Os prestadores foram intimados para a apresentação de defesa, tendo o prazo transcorrido sem manifestação (fl. 701).

É o relatório.

 

VOTO

A Secretaria de Controle Interno e Auditoria, após analisar os esclarecimentos e a documentação apresentados pelo Diretório Regional do Partido REDE, constatou a existência de irregularidades ensejadoras da desaprovação das contas, consistentes no recebimento de recursos oriundos de fontes vedadas, na quantia de R$ 200,00, e de receitas sem origem identificada, no valor de R$ 2.040,00, totalizando o montante de R$ 2.240,00.

Antes de adentrar no mérito do feito, destaco que esta Corte, em 12.12.2017, definiu que a nova redação dada ao art. 31, inc. V, da Lei n. 9.096/95, pela Lei n. 13.488/17, denominada Reforma Eleitoral, não se aplica às doações realizadas antes da vigência do normativo, ou seja, 06.10.2017:

RECURSO. PRESTAÇÃO DE CONTAS ANUAL. PARTIDO POLÍTICO. EXERCÍCIO DE 2015. PRELIMINAR. MANUTENÇÃO DOS DIRIGENTES PARTIDÁRIOS NO POLO PASSIVO. ILEGITIMIDADE NÃO CONFIGURADA. MÉRITO. RECEBIMENTO DE DOAÇÕES DE FONTES VEDADAS. ALTERAÇÃO LEGISLATIVA. PERMITIDA A CONTRIBUIÇÃO DE FILIADOS. INAPLICABILIDADE AO CASO CONCRETO. APLICAÇÃO DA LEGISLAÇÃO VIGENTE À ÉPOCA DOS FATOS. PRINCÍPIO DA SEGURANÇA JURÍDICA. MANUTENÇÃO DO JUÍZO DE IRREGULARIDADE DA DOAÇÃO. REDUÇÃO DO PRAZO DE SUSPENSÃO DO RECEBIMENTO DAS QUOTAS DO FUNDO PARTIDÁRIO. PARCIAL PROVIMENTO.

1. Preliminar rejeitada. O art. 38 da Resolução TSE n. 23.432/14 prevê que deverá ser determinada a citação do órgão partidário e dos responsáveis para que ofereçam defesa sempre que houver impugnação ou constatação de irregularidade no parecer conclusivo. A integração dos dirigentes na lide é consectário da responsabilização prevista na Lei dos Partidos Políticos. Manutenção dos dirigentes partidários para integrarem o polo passivo. Ilegitimidade passiva afastada.
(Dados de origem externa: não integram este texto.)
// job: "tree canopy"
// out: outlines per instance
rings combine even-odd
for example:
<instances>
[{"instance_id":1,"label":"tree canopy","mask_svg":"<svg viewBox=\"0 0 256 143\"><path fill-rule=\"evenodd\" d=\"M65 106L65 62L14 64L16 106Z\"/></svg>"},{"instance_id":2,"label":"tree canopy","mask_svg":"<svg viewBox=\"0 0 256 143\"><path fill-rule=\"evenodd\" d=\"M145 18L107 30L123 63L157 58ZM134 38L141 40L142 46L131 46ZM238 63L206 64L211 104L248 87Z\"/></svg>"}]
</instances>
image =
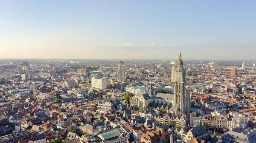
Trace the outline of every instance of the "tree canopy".
<instances>
[{"instance_id":1,"label":"tree canopy","mask_svg":"<svg viewBox=\"0 0 256 143\"><path fill-rule=\"evenodd\" d=\"M191 71L188 72L187 74L186 74L187 76L192 76L192 72Z\"/></svg>"},{"instance_id":2,"label":"tree canopy","mask_svg":"<svg viewBox=\"0 0 256 143\"><path fill-rule=\"evenodd\" d=\"M55 101L54 101L54 103L55 104L59 104L60 103L61 103L61 100L59 99L56 99Z\"/></svg>"},{"instance_id":3,"label":"tree canopy","mask_svg":"<svg viewBox=\"0 0 256 143\"><path fill-rule=\"evenodd\" d=\"M5 83L5 81L3 79L1 80L1 81L0 81L0 84L4 84Z\"/></svg>"}]
</instances>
2. Constituem recursos oriundos de fontes vedadas as doações a partidos políticos realizadas por titulares de cargos demissíveis ad nutum da administração direta ou indireta que detenham condição de autoridades, vale dizer, que desempenhem função de direção ou chefia.
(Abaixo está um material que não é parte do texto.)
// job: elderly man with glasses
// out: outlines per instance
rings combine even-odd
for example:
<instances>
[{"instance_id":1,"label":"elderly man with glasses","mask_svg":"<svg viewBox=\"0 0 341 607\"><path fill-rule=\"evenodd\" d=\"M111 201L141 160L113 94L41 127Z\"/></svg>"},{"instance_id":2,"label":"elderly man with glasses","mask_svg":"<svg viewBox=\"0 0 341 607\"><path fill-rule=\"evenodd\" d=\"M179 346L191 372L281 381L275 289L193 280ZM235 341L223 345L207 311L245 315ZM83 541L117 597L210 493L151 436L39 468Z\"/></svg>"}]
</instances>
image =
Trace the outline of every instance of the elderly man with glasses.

3. A Lei n. 13.488/17, publicada em 06.10.17, alterou a redação do art. 31 da Lei n. 9.096/95 - Lei dos Partidos Políticos -, excluindo a vedação de doação de pessoa física que exerça função ou cargo público demissível ad nutum, desde que filiada ao partido beneficiário.

4. Inaplicabilidade ao caso concreto. Incidência da legislação vigente à época dos fatos. Prevalência do princípio da segurança jurídica e da paridade de armas no processo eleitoral, em detrimento da aplicação pontual da retroatividade in bonam partem. Manutenção do juízo de irregularidade das contribuições advindas de cargos demissíveis ad nutum, ainda que os contribuintes sejam filiados à agremiação.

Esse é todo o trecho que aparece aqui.